3 things nobody told me about life after graduation

It’s 20th March 2016. My first Monday morning as a newly-graduated Journalist. After 5 years, I had completed my bachelor degree and I was ready to start in the professional world. My resume was up-to-date, I had bought formal attire, and I began the journey to find my first job as a journalist. Looking back, I wish I had known simple but fundamental things about life after graduation.

1. You will need to improve your soft skills

Negotiation, time management and conflict resolution aren’t part of University Programs. At least, though I studied the best Journalism course in Brazil, these lectures never existed in the program. I would have liked to have that during the five years that I spent at University.

The LinkedIn 2018 Workplace Learning Report shows that training for soft skills is the #1 most important thing for graduates. 

graphic art about robots don't have soft skills

In this study, Linkedin interviewed approximately 4,000 professionals globally to know what hiring managers are prioritising and expecting from potential employees.
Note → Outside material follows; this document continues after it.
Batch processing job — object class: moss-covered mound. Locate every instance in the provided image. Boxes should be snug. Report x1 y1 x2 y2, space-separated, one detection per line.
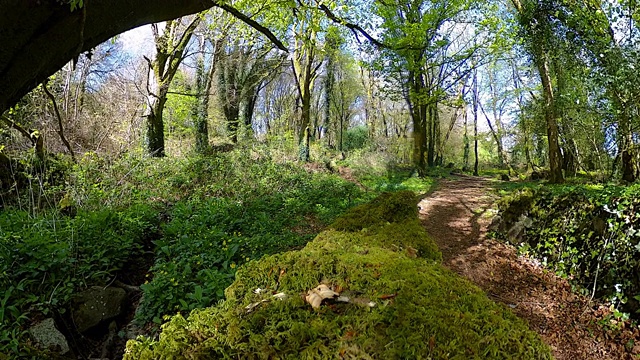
125 193 550 359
2. A degree isn't synonymous with a career, and finding the first job isn't an easy task

Seems pretty obvious, but it’s not.  During the first months after graduation, I realised that I had a bachelor degree and it was just the first step in my career. I would need to continue studying and learning more and more if I wanted to achieve what I was aiming for.
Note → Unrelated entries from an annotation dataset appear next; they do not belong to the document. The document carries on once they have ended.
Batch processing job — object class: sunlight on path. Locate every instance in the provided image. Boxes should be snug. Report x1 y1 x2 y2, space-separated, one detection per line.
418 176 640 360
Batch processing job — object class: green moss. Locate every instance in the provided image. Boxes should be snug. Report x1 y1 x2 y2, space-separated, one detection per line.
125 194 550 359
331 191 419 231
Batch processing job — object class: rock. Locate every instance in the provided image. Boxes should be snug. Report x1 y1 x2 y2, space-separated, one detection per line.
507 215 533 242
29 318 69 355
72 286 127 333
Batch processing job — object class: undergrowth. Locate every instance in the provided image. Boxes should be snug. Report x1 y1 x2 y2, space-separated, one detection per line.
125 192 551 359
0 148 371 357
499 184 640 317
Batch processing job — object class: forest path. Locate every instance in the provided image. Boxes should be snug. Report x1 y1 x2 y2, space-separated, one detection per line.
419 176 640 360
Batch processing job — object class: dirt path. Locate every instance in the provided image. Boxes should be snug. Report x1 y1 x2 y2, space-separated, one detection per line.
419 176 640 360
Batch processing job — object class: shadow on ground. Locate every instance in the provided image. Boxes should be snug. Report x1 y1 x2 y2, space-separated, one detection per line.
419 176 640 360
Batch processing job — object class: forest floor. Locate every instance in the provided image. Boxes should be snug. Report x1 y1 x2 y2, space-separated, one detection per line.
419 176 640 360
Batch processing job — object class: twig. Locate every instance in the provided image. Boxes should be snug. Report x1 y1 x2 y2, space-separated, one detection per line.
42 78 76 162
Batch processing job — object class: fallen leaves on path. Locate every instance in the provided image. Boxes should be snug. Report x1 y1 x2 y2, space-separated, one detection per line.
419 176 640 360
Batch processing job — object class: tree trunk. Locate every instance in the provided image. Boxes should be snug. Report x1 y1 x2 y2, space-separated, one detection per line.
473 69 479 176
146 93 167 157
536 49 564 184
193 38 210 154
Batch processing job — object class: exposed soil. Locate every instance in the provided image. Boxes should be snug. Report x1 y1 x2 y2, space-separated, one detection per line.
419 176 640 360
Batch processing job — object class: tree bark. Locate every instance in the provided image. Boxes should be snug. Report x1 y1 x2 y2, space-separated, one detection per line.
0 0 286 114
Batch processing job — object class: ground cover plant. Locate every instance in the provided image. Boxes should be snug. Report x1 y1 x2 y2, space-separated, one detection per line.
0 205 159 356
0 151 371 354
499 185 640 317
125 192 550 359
In Australia, The Graduate Outcomes Survey 2017 shows that 37% of all employed new graduates had worked in a part-time position after graduation. If you consider that the student spent, on average, four years in the university and still are struggling to find a full-time job, something is missing in undergraduate degrees.

3. The networking that you created during University is gold

Imagine that you were selected for a job interview in a company that you love. You prepare yourself, practise the key answers in the mirror, choose your outfit carefully. When you arrive at the office, you see an ex-uni-colleague that you used to make fun of. Bang!!! Your self-confidence and your chances of getting this position will decrease dramatically.

Another important fact about life after graduation, all my freelance jobs were referrals by university colleagues. I said ALL! My career as a freelancer started when my university mates got jobs that they were not able to do by themselves, and need someone with a different skill set to help them. This way, I worked in video production, social media management and news clipping jobs. During my first three months in Australia, these jobs paid my bills.

How was your life after graduation? If you’re still finishing your degree, what you would like to know about before you graduate?